Browser differences can certainly lead to page rendering issues, but shouldn't lead to page request issues - it isn't like (or at least shouldn't be) that Edge asks for the page differently.  The protocol for that is about the only thing various browsers can agree upon....


----------



## Morrus (Apr 28, 2016)

When did this start? As Umbran says, we've had some technical issues the last few days including (a) a bug in the ignore function which was causing pages to time out and (b) a fire near the server host which caused a power outage.


----------



## Primitive Screwhead (Apr 28, 2016)

Started months ago, but I have not been posting or lurking that much recently due to other life events... and only with EnWorld sites. Admittedly this, WOINrpg and Google are pretty much the limit of my surfing habits.
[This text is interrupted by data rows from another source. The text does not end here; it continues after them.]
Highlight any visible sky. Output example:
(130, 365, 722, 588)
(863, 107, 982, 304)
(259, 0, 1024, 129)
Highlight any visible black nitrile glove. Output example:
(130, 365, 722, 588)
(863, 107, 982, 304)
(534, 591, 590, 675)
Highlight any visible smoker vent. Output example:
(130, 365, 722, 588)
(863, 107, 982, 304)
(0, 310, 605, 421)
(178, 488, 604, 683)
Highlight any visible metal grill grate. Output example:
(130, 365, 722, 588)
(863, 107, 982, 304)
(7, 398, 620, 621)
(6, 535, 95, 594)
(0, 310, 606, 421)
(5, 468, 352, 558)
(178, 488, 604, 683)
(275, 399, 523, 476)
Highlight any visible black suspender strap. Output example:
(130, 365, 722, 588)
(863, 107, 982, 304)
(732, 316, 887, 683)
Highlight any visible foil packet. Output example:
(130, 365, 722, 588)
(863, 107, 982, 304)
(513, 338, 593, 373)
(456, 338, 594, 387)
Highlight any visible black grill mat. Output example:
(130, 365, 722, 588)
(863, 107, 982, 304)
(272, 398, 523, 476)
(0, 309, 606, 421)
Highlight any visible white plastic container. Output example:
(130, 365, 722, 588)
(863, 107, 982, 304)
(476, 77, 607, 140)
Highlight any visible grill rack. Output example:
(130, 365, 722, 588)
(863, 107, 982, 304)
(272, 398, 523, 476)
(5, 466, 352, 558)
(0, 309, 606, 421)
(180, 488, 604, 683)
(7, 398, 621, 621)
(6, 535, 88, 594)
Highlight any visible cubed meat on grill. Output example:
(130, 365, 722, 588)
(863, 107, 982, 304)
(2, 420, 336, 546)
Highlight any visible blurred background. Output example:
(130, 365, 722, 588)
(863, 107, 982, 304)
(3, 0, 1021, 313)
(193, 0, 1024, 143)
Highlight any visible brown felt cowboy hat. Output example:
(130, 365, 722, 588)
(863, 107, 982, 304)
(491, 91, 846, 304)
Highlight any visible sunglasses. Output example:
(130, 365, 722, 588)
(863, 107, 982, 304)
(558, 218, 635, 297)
I can try to fiddler it this weekend if I have time.


----------



## Umbran (Apr 28, 2016)

Okay, that is strange, as the issues I was talking about are more recent.

As I said, there's no reason I can think of that Edge would have problems finding the pages, when other browsers do not.  How the pages look might be screwed up.  Functionality may not work, but you should at least be able to get to the site.

So, color me stumped.


----------



## Primitive Screwhead (Apr 28, 2016)

And I am more stumped. Ran fiddler and the pages were the smoothest responding I have experienced in a while... and of course since I am watching.. no errors.

erg....


----------



## Primitive Screwhead (Apr 29, 2016)

Some items for your fixing:

GET http://www.enworld.org/forum/clientscript/vbulletin_css/style00016l/ozzy_ignore_user.css
404 Not Found (text/html)

GET http://www.enworld.org/forum/images/Styles/Blackend/misc/unsubscribed_40b.png
404 Not Found (text/html)

GET http://www.enworld.org/forum/images/Styles/Blackend/misc/sm_newthread_40b.png
404 Not Found (text/html)

There were more missing images from the Blackend style.

GET http://www.circvsmaximvs.com/images/think_tag.gif?t=B8DJ5M3
404 Not Found (text/html)

I did get an error.. ramped up Fiddler but the error hasn't happened again


----------